张既尘观望着萧殊羽的神情,嘴角扯起越发谄媚的笑,继续说道:“殿下如此英明神武,一旦取得长生果,承接王朝大统,必可造秦皇汉武千古之功。”
萧殊羽好像是在认真听。
好像,什么也没有听见。
时不时望向远方,微眯的双眼,略显迷离。
张既尘见他不发话,一时也有些战战兢兢。
萧殊羽忽而道:“你说,本王有没有可能,做错了呢?”
张既尘恍神,忙摇头。
他亦步亦趋地跟着萧殊羽。
压低了声音,一句一句,笑着回话。
“怎么会?”
“殿下什么都没错。”
“若真有错,那只能是错在太子殿下。”
“谁让他,先出生呢?”
萧殊羽听罢,嘴角扯起一抹笑意。
是啊……
怪只怪萧常肃自己,先出生了。
——
“咳咳——”
“咳咳咳——”
“咳、咳咳咳——”
刚喝下半杯水的桑觅呛着了。
一旁的桑盈忙凑过来拍她的背。
“觅儿,你别急,你慢慢说就好,阿爹的事情,其实我也知道一些。”
说话间,桑盈取了帕子给桑觅擦拭嘴角的狼狈,对于如今望京城中的流言,她早已有所了解,如今桑觅又火急火燎地跑来跟她说这些,心中再关切,面上也只能先安慰妹妹。
“望京人多,到底眼杂,乱七八糟的消息辗转之间,难免闹出一些谣言来,不过觅儿你也知道的,阿爹不会是那种人,正所谓清者自清,时间久了,那些说闲话的人新鲜劲过去,便不会再有人提起这些事了,所以你也别太忧心。”
桑觅苦着脸看桑盈。
“我知道是谁在搞坏事。

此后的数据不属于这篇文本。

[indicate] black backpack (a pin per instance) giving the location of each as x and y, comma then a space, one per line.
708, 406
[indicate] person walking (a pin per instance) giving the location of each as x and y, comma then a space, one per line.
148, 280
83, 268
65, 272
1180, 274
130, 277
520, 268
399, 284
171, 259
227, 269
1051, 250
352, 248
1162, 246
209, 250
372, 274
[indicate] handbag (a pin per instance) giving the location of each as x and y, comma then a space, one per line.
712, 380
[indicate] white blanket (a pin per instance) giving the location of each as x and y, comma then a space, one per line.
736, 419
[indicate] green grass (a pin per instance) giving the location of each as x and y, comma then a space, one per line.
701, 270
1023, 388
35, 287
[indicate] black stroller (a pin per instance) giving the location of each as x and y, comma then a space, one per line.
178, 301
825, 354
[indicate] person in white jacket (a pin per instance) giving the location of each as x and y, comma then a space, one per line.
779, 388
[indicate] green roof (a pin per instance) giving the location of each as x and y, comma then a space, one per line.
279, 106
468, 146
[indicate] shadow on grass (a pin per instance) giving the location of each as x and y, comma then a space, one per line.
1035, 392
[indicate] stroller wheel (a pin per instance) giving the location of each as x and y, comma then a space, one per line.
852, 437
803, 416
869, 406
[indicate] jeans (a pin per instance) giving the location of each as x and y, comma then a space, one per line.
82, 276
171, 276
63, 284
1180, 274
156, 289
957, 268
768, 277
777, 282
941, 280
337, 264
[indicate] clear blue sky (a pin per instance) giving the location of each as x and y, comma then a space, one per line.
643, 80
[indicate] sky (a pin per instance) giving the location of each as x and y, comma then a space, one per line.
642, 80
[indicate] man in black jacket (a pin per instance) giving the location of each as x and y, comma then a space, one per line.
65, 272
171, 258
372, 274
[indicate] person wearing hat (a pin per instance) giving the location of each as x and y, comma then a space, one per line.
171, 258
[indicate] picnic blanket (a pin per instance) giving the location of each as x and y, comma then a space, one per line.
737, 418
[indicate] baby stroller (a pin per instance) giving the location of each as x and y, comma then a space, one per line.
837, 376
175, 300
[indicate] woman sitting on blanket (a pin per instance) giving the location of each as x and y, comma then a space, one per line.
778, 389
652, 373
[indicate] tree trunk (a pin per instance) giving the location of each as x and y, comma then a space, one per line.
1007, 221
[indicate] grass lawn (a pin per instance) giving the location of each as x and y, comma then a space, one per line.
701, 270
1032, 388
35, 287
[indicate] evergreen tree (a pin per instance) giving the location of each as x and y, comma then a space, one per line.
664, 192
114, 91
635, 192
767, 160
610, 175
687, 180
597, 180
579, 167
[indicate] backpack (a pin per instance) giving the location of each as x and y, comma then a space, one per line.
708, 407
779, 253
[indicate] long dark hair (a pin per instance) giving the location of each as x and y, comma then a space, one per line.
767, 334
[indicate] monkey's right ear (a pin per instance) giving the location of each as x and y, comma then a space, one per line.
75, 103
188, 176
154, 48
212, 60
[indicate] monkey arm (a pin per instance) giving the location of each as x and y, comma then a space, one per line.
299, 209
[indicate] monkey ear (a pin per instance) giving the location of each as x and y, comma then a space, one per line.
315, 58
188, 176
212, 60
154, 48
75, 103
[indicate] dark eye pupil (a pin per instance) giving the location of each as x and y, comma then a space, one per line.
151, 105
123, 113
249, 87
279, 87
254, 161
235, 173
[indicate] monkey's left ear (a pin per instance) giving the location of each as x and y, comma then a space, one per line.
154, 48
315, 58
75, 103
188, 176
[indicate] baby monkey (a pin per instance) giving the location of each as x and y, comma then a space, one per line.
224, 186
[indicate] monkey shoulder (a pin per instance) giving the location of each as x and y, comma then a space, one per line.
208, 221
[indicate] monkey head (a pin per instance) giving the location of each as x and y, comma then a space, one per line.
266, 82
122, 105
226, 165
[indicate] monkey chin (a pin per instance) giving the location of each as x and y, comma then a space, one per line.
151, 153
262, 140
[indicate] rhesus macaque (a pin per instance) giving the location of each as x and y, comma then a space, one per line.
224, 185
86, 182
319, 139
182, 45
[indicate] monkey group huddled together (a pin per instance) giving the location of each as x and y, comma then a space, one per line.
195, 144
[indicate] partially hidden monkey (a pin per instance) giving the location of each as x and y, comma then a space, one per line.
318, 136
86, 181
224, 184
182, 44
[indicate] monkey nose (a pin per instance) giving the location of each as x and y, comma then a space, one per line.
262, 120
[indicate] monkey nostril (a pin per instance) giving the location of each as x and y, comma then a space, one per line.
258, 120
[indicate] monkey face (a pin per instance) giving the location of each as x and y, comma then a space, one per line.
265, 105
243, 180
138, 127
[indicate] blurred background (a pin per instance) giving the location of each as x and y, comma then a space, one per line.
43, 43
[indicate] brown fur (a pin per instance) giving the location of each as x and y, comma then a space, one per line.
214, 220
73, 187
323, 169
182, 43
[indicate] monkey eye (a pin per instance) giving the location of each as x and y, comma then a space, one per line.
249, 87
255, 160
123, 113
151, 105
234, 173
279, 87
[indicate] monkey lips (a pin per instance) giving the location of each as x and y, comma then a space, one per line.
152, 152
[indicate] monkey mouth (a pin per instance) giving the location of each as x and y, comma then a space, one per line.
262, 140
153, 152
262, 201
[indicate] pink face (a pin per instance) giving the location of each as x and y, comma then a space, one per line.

”
桑盈擦拭开桌上的水渍,重新给桑觅倒了一杯水,语调柔和地说:“你又知道了?你这颗脑袋里,能分得清东南西北吗?”
桑觅有些不服气:“是大理寺的李寺丞,他想升官,所以陷害阿爹。”
桑盈摇头:“不会这么简单,一个寺丞,可没这个能力,诬陷阿爹,实在是太不智了。”
桑觅闷不作声地端起水杯喝水。
桑盈温和地替她抚着背顺气,让她这回喝慢点,思索片刻后,说起了自己的想法。望京城流传着刑部侍郎暗中谋害数人这种传闻,背后必然存着有心人推波助澜,若无位高权重者支持,此事难以也发展。这件事,谢择弈显然不好轻易插手,在尚且只有捕风捉影传言的情况下,贸然介入进去,恐怕只会让事情变得更糟糕。
父亲桑明容在朝为官多年。
他自己应当能够应对。
桑觅接连喝了好几杯水。
一通胡思乱想,想到了灵顺公主萧沛灵。
那女人,暗地里也使了不少坏。
桑觅将当初明玉园发生之事,简单告知桑盈。
桑盈听罢,长叹了一口气。
“唉。”
桑觅见姐姐陷入深思,也不知道是不是自己,又闯了祸,连累了桑大人,一时有些郁郁寡欢:“阿姐,我不懂,她在干什么……”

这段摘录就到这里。